This repository was archived by the owner on Sep 24, 2018. It is now read-only.

Core Merging Plan for the API #571

@rmccue

Description

@rmccue

The key to getting the API into core is breaking the merge into steps. I've been talking these through with the rest of the team at WCSF, and we're going to break this up into a few basic steps.

Each of these steps has challenges, but the idea is to try and handle these step-by-step to chip away at the larger task.

At the end of each step, we'll stop and make sure we've completed everything we wanted to, ensure we have nothing else to do, then shepherd it into core. The next step doesn't start until the previous is fully complete.

The actual process of finalising each step will be to separate the relevant code into a separate repository, then formatting it as a core patch. These can then be reviewed separately, and merged into WP core at the behest of the core team. (The actual timing for this depends on the release cycles and such, but
this doesn't need to affect our work.)

Step 0: Reinvigorate the two-dot-oh branch      ✓
Step 1: Pushing ahead with infrastructure       ✓
Step 2: Making our core objects available       * YOU ARE HERE
Step 3: Periphery                               .

Step 0: Reinvigorate the two-dot-oh branch

We've decided internally that the resource approach taken on two-dot-oh isn't going to work. In short, the benefits we imagined didn't really turn up, however we did learn some about our approach here. We'll handle that in a later step.
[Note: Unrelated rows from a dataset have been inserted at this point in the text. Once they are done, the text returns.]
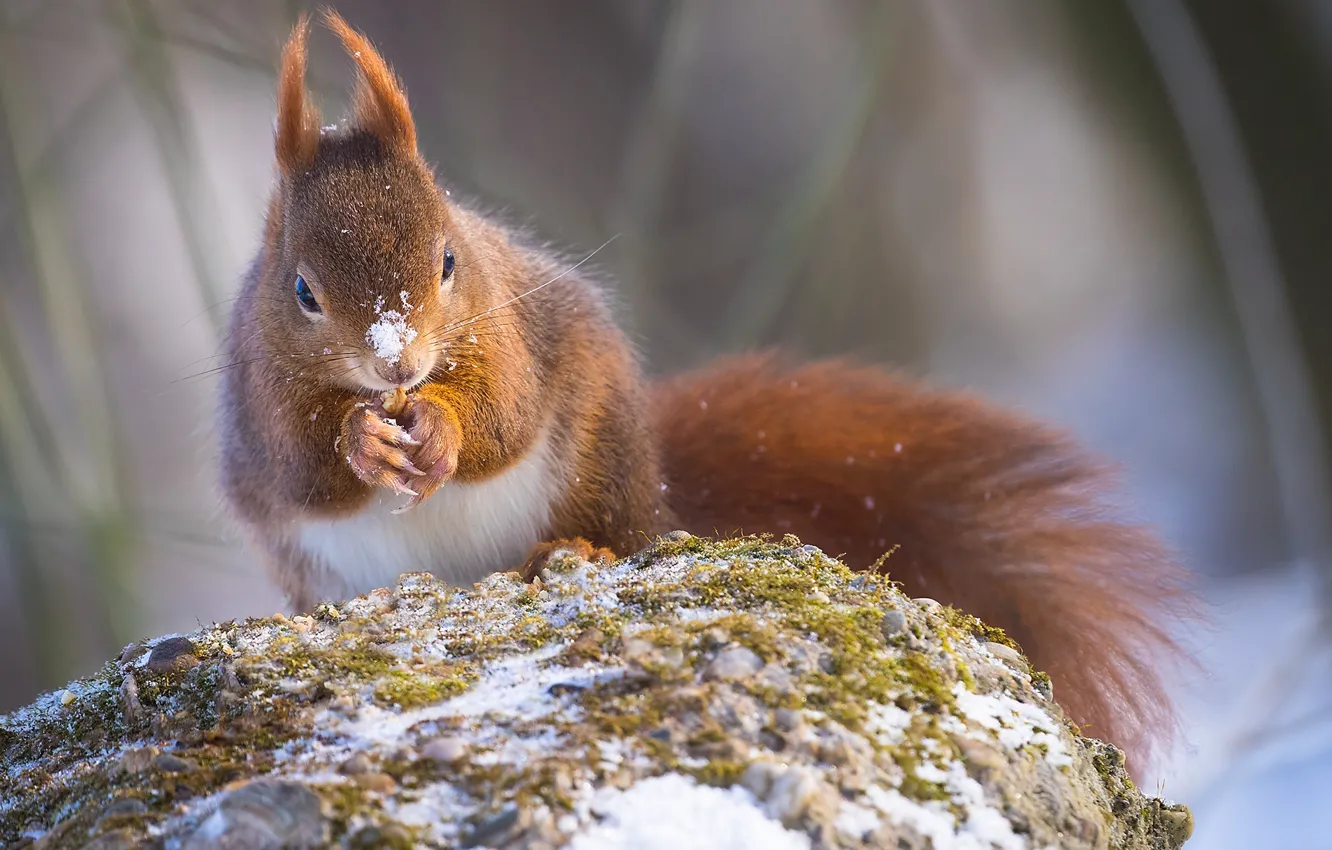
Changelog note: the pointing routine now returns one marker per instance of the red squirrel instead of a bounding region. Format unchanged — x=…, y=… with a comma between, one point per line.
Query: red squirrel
x=394, y=348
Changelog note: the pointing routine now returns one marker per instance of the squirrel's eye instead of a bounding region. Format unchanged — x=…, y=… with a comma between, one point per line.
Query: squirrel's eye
x=305, y=296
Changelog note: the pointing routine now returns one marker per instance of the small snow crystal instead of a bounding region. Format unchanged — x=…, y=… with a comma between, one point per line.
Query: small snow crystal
x=390, y=333
x=674, y=812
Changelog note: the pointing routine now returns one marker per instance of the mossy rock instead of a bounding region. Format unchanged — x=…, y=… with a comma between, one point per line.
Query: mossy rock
x=746, y=688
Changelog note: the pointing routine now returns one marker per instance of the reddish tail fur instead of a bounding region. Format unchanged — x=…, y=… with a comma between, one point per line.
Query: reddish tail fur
x=995, y=514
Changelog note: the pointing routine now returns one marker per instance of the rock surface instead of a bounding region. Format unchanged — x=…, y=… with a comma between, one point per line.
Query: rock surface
x=702, y=694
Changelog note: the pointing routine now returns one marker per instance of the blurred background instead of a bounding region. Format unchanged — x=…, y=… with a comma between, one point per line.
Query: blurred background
x=1112, y=213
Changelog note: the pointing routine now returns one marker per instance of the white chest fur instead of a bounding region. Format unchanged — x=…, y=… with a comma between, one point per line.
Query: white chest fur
x=462, y=533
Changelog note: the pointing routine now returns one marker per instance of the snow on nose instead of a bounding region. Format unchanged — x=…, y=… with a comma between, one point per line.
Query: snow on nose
x=390, y=332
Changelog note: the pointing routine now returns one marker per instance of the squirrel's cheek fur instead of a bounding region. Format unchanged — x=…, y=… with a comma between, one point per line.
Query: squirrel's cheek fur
x=541, y=426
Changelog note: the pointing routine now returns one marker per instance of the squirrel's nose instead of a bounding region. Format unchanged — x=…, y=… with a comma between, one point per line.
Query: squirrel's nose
x=402, y=372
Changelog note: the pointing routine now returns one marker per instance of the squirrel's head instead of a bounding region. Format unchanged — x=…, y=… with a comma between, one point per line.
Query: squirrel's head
x=364, y=252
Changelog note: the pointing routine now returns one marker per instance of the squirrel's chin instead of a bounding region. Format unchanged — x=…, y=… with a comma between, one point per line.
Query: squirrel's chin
x=365, y=379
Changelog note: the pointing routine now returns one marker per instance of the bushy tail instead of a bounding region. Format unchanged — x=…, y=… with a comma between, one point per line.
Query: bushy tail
x=993, y=513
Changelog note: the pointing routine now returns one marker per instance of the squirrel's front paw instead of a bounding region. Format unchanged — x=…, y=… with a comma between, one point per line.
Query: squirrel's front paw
x=378, y=449
x=437, y=437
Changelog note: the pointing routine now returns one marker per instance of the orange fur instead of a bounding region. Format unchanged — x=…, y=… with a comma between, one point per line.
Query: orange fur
x=297, y=120
x=380, y=101
x=999, y=516
x=514, y=357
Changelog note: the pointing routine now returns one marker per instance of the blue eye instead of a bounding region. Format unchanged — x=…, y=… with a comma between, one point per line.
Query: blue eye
x=305, y=296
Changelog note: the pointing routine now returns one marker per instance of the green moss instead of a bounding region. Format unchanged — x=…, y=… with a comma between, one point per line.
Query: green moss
x=410, y=689
x=718, y=772
x=967, y=624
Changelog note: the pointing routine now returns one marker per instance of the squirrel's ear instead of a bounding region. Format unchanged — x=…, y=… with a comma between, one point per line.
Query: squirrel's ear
x=297, y=120
x=380, y=105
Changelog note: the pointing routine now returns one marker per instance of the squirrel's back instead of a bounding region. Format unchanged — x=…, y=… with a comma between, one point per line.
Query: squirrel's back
x=993, y=513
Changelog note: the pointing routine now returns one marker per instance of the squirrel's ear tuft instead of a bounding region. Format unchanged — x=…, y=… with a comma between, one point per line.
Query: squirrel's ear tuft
x=297, y=120
x=380, y=103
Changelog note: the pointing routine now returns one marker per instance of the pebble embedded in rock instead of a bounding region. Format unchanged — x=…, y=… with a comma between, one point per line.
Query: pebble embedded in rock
x=775, y=676
x=264, y=814
x=132, y=652
x=496, y=829
x=137, y=760
x=1007, y=654
x=733, y=664
x=893, y=624
x=357, y=764
x=129, y=704
x=376, y=781
x=172, y=656
x=121, y=808
x=115, y=840
x=585, y=648
x=168, y=762
x=445, y=750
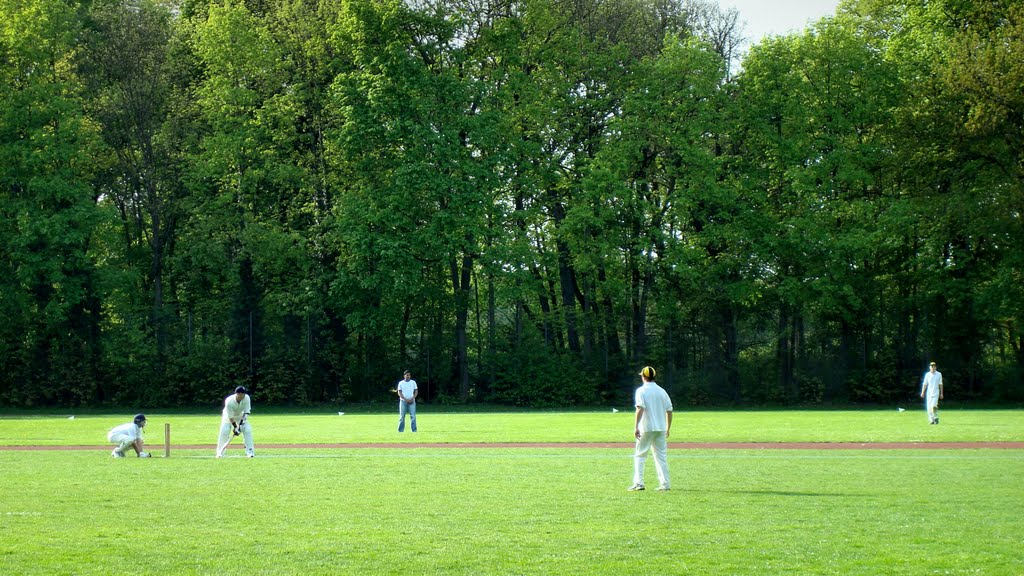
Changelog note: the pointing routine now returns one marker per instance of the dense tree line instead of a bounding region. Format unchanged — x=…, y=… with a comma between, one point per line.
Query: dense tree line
x=521, y=201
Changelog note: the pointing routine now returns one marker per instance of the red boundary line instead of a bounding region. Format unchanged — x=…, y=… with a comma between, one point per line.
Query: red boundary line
x=622, y=445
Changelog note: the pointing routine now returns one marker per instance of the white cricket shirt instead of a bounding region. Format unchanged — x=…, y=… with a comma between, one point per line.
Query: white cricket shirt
x=233, y=410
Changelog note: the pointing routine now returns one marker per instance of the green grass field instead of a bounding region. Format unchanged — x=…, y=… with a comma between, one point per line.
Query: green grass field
x=516, y=510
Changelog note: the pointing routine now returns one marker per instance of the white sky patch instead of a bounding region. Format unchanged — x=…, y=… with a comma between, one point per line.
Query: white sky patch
x=777, y=17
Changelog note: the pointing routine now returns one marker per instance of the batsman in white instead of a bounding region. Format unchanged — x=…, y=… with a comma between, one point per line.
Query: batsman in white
x=129, y=435
x=235, y=420
x=651, y=427
x=931, y=391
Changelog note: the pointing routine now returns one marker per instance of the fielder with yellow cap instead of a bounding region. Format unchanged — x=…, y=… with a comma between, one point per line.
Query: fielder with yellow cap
x=652, y=425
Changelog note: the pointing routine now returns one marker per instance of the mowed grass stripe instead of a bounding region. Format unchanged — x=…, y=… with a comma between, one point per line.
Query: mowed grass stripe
x=512, y=511
x=769, y=426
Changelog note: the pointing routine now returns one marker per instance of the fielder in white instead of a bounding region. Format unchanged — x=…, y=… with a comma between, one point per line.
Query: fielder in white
x=235, y=420
x=408, y=391
x=129, y=435
x=652, y=425
x=931, y=391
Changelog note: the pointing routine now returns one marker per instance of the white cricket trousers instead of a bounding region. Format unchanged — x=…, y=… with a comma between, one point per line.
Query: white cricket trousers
x=651, y=441
x=932, y=405
x=225, y=437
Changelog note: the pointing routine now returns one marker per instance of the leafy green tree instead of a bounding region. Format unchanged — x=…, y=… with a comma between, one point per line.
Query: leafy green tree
x=49, y=151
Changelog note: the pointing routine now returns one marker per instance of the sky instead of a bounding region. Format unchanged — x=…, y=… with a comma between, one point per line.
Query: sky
x=776, y=17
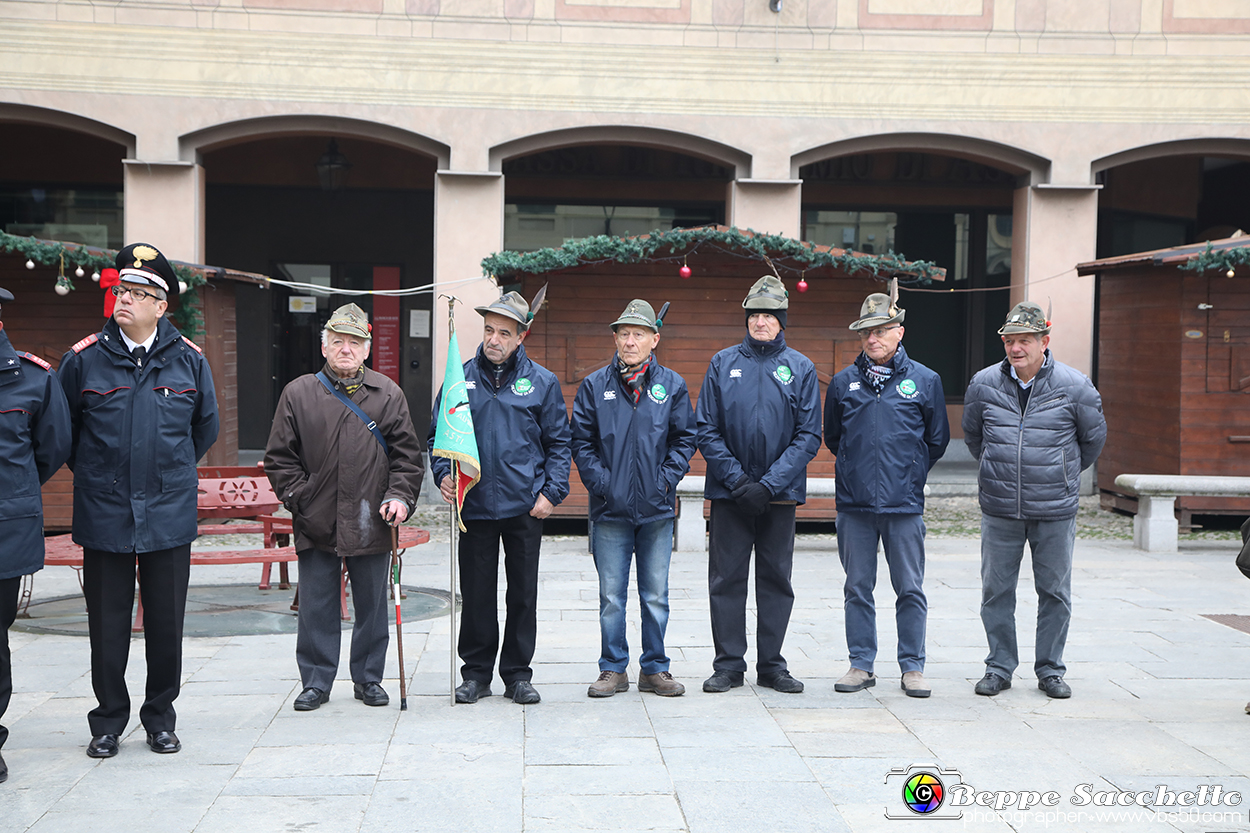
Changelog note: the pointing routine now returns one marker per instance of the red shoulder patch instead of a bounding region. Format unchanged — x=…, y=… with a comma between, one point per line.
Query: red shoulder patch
x=85, y=343
x=31, y=357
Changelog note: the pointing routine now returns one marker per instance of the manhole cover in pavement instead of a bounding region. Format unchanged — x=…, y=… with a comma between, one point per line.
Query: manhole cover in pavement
x=1230, y=619
x=225, y=610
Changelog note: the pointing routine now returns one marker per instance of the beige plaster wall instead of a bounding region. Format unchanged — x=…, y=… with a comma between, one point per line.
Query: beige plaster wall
x=1049, y=86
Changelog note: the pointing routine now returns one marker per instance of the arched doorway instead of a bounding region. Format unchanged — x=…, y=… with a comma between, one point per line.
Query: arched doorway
x=616, y=189
x=334, y=210
x=61, y=178
x=1166, y=195
x=948, y=209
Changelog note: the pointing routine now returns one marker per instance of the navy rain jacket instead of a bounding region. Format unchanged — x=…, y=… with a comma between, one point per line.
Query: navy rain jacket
x=34, y=443
x=1031, y=462
x=523, y=438
x=885, y=443
x=630, y=457
x=138, y=433
x=759, y=415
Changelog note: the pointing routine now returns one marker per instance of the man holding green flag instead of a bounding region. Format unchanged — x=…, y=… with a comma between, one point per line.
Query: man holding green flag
x=519, y=423
x=454, y=437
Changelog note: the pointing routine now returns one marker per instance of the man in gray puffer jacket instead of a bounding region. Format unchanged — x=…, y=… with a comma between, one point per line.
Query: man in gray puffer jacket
x=1034, y=424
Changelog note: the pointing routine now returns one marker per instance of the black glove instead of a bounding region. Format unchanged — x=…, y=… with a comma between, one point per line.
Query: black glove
x=753, y=498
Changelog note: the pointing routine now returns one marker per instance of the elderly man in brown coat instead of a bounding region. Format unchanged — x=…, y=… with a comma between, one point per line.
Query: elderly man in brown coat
x=344, y=458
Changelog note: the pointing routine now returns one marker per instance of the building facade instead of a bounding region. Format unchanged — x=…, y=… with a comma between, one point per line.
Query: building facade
x=1006, y=140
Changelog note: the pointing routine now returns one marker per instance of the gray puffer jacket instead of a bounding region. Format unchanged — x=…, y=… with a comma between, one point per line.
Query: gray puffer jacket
x=1031, y=462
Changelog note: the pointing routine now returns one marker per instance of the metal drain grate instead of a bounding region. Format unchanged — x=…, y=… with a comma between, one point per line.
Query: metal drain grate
x=1231, y=619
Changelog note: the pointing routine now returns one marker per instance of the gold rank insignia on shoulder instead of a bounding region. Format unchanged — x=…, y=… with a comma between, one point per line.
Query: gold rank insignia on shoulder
x=143, y=253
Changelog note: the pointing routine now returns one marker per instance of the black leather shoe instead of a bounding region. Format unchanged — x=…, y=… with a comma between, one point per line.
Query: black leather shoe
x=780, y=682
x=311, y=698
x=1055, y=687
x=164, y=742
x=371, y=693
x=991, y=684
x=521, y=692
x=103, y=746
x=471, y=691
x=723, y=681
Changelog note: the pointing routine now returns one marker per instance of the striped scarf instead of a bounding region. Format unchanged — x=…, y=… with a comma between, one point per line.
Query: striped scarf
x=633, y=378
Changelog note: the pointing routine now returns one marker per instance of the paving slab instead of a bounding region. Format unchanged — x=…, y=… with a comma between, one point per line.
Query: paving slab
x=1159, y=696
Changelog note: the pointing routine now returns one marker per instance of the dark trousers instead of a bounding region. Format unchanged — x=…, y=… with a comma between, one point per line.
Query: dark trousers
x=9, y=589
x=731, y=538
x=903, y=535
x=320, y=629
x=479, y=589
x=109, y=587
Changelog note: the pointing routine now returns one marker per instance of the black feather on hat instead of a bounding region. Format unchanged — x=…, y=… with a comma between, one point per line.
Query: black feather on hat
x=141, y=263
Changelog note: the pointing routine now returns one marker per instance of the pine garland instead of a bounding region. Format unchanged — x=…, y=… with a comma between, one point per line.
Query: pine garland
x=1219, y=259
x=790, y=255
x=48, y=253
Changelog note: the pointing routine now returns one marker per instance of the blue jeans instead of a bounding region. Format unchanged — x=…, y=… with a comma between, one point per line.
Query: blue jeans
x=904, y=540
x=1050, y=542
x=615, y=547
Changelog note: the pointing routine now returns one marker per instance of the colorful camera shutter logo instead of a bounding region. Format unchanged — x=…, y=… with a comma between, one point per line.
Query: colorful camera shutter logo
x=923, y=793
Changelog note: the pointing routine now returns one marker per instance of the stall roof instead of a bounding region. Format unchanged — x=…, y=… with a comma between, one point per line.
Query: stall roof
x=20, y=245
x=788, y=254
x=1164, y=257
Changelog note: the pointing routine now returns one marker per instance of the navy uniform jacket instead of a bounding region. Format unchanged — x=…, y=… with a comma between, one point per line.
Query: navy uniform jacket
x=885, y=443
x=759, y=415
x=523, y=438
x=630, y=455
x=34, y=443
x=138, y=433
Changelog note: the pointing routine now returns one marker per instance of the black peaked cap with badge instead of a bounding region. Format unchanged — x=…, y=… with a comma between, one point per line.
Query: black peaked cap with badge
x=141, y=263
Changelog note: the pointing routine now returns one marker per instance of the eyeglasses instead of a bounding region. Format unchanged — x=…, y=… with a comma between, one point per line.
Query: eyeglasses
x=138, y=294
x=876, y=333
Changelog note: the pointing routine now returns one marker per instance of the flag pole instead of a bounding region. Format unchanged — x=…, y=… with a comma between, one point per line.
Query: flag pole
x=399, y=620
x=453, y=539
x=455, y=440
x=453, y=533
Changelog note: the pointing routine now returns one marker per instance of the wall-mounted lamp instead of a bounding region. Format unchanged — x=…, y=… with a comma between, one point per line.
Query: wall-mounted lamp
x=333, y=168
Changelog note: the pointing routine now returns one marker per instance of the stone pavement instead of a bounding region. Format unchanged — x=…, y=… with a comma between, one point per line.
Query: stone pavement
x=1159, y=696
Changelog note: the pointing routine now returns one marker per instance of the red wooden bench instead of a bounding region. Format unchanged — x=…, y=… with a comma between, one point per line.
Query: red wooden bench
x=60, y=550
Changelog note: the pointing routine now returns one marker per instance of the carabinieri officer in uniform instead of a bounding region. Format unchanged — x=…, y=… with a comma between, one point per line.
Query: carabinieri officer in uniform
x=144, y=410
x=34, y=443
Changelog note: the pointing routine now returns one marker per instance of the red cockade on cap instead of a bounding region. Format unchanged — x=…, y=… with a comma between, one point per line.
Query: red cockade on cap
x=108, y=280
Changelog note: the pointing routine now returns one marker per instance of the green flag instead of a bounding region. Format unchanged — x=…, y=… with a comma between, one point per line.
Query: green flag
x=454, y=438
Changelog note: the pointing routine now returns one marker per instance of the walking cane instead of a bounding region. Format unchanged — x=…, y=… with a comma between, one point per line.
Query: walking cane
x=399, y=620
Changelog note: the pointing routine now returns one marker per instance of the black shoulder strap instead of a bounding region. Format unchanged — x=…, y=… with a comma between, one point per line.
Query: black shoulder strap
x=354, y=408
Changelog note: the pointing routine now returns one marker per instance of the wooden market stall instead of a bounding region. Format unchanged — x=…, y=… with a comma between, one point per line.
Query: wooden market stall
x=591, y=280
x=1174, y=368
x=45, y=323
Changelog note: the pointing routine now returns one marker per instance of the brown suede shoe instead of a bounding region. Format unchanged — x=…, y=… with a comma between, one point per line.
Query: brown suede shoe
x=856, y=679
x=661, y=683
x=608, y=684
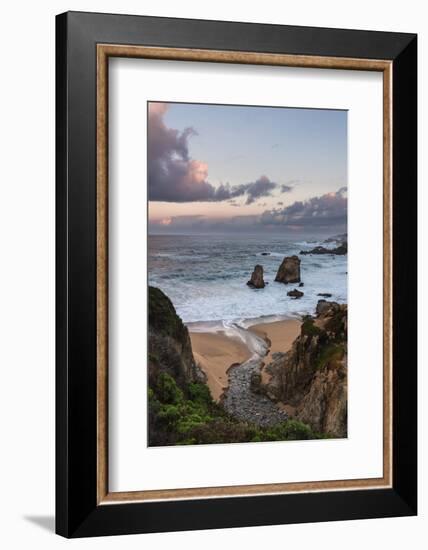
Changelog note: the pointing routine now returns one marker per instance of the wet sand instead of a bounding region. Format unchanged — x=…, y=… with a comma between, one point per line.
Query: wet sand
x=215, y=352
x=279, y=336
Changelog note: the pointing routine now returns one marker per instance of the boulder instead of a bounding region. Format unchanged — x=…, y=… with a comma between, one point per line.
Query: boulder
x=256, y=280
x=295, y=293
x=289, y=270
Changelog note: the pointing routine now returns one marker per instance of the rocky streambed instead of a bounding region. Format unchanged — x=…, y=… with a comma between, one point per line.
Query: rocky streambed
x=240, y=401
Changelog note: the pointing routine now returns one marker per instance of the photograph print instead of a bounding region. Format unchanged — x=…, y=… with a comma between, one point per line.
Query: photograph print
x=247, y=273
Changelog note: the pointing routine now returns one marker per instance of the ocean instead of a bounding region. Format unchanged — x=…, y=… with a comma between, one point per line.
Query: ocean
x=205, y=277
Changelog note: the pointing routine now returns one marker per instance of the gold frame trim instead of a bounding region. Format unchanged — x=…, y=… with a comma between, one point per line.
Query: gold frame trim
x=104, y=51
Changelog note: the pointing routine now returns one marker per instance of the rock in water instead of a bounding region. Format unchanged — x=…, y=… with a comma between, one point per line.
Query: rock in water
x=295, y=293
x=289, y=270
x=256, y=280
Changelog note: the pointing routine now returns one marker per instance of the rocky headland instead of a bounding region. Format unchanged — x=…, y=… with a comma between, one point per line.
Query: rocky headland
x=310, y=380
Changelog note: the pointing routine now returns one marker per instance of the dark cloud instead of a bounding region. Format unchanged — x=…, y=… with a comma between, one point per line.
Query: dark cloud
x=175, y=177
x=326, y=215
x=286, y=188
x=262, y=187
x=327, y=210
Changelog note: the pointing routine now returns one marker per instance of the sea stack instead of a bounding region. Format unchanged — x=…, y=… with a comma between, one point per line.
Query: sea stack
x=289, y=270
x=256, y=280
x=295, y=293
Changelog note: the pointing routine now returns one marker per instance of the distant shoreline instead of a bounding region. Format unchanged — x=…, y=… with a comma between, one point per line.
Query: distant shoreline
x=216, y=350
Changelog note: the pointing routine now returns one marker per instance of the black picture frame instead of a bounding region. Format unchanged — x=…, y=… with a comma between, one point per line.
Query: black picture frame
x=77, y=512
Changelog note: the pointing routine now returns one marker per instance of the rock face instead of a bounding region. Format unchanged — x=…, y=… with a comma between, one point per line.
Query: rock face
x=170, y=350
x=289, y=270
x=312, y=377
x=295, y=293
x=256, y=280
x=340, y=250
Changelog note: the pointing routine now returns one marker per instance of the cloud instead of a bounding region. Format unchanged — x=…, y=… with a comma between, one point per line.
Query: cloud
x=327, y=210
x=173, y=176
x=326, y=214
x=262, y=187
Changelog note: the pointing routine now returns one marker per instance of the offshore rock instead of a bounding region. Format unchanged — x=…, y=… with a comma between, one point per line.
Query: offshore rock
x=289, y=270
x=295, y=293
x=256, y=280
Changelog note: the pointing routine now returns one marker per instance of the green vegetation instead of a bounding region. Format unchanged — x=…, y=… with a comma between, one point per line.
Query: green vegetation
x=190, y=416
x=330, y=354
x=162, y=316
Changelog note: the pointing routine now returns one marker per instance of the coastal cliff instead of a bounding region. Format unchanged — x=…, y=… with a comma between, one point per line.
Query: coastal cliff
x=181, y=409
x=170, y=350
x=311, y=378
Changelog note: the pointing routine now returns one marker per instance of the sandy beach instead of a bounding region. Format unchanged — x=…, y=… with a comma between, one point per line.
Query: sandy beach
x=279, y=335
x=215, y=352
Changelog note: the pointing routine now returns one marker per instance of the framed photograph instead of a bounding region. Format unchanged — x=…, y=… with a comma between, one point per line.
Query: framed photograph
x=236, y=274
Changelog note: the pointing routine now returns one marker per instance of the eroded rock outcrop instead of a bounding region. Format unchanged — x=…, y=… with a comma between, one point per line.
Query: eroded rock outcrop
x=170, y=349
x=256, y=280
x=311, y=378
x=289, y=270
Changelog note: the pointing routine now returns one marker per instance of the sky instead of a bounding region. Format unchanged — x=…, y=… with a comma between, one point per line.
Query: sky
x=220, y=169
There's plenty that we've done on the two-dot-oh branch that's still applicable, so we should salvage these now before they diverge any further. Ideally, this means no new code, just judicious use of cherry-picking.

  • Cherry-pick non-resource commits from two-dot-oh

    • Dropping backwards compatibility shims
    • Switching to HAL from our custom linking format
    • Switch from */*_raw to *.rendered/*.raw
    • Make the response class generic
  • Cherry-pick (or otherwise bring across) any changes to users.

    (There are some non-resource-related changes in the branch that fix bugs or add features missing on the master branch right now.)

Step 1: Pushing ahead with infrastructure

The first part up for merge is the infrastructure. This is the bare basics to run any sort of API, and will consist primarily of our plugin.php and lib/class-wp-json-server.php files.

Server Code (Routing, Serialisation, etc)

Other Infrastructure

Step 2: Making our core objects available

Once the infrastructure is in core, let's work step-by-step and evaulate our core objects. These are the Core Objects: Posts, Comments, Terms and Users. This also includes meta for each (except terms).

This does not include options or similar (plugins, themes, customiser endpoints,
etc).

(PCTU = Posts, Comments, Terms and Users)

Collections

  • Switch collections to returning objects
  • Return pagination params in response: current page, next link, prev link, total pages, total items

Posts

  • Switch Posts class to extend CPT class
  • Remove Last-Modified header

Comments

Terms

  • Check on status of term_id/term_taxonomy_id unification in core

    (Depending on this, we may need to change the way the API works with IDs.)

Users

  • Conduct extra audit for privacy and security purposes

Options

Schema

Step 3: Periphery

Now that core has the vast majority of the API in place, it's time to worry about all those extras we missed out on the way.

Post-Process

Once the process is complete and the API is merged, we can move on to new features outside our main focus. These can also happen in parallel if we have sufficient resources (i.e. people) to handle these as well.